The continued decrease in oil prices in the world market has brought about some positive results in our local economy. Not only has it slowed our inflation rate, since oil is a major component of production, but it has also maintained the purchasing power of our peso.
In fact, the depressed price of oil in the world market has somehow stabilized the value of the peso against the US dollar. The local economy also benefits because industries big and small depend on petroleum products to fuel their operations. But more than the local benefits that may accrue from the oil price drop, we should be aware and look at the long-term implications of this “positive development” on a wider perspective.
It is quite unanticipated that at this time of the year, the demand for oil remains anemic when business operations in the Western world as well as in Europe, the center of world development, are supposed to be picking up pace. Traditionally, the last quarter of each year is a busy period for all industrialized countries and oil consumption, especially in the West, rises steeply. Such situation would normally lead to price increases but the current situation seems to display a contrary trend.
Though our local economy may be benefitting from this lull in oil prices, the real consequence of such an event is threatening, if not outright scary, to the global scenario. This situation could lead to some form of economic woe like a protracted recession or stagflation arising from an industrial slowdown. Such a phenomenon inevitably affects the rest of the world because the U.S. and the European community account for the bulk of global business operations. This economic malady creates a domino effect on the rest of the world.

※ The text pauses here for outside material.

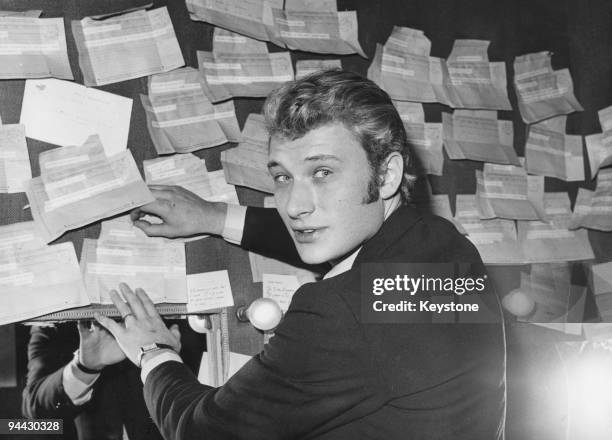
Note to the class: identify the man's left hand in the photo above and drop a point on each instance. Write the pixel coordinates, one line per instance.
(141, 326)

A phenomenon like this creates dangerous developments that could be beyond resolve in the short run and could even create political problems. One country cannot bank on the benefits amassed by the downfall of another because its long-run effect will likewise be catastrophic to other countries. Imagine world trade grinding to a halt, with many nations experiencing recession simultaneously. The recent economic meltdown several years back that started in the U.S. and reverberated in the European regions created an economic catastrophe that dealt some “collateral damage” to other regions as well.
At this point in our history where technology is advancing faster than people could ever imagine, leaders and economic policy makers should adhere to genuine cooperation that real globalization brings. Countries should set aside political and economic interest for the common good. Globalization should not be used as a tool to widen political and economic interest but rather as an avenue to promote the benefit of the common good. We should adhere to that age-old adage that we all live in a community of nations, where one’s interest is the interest of all.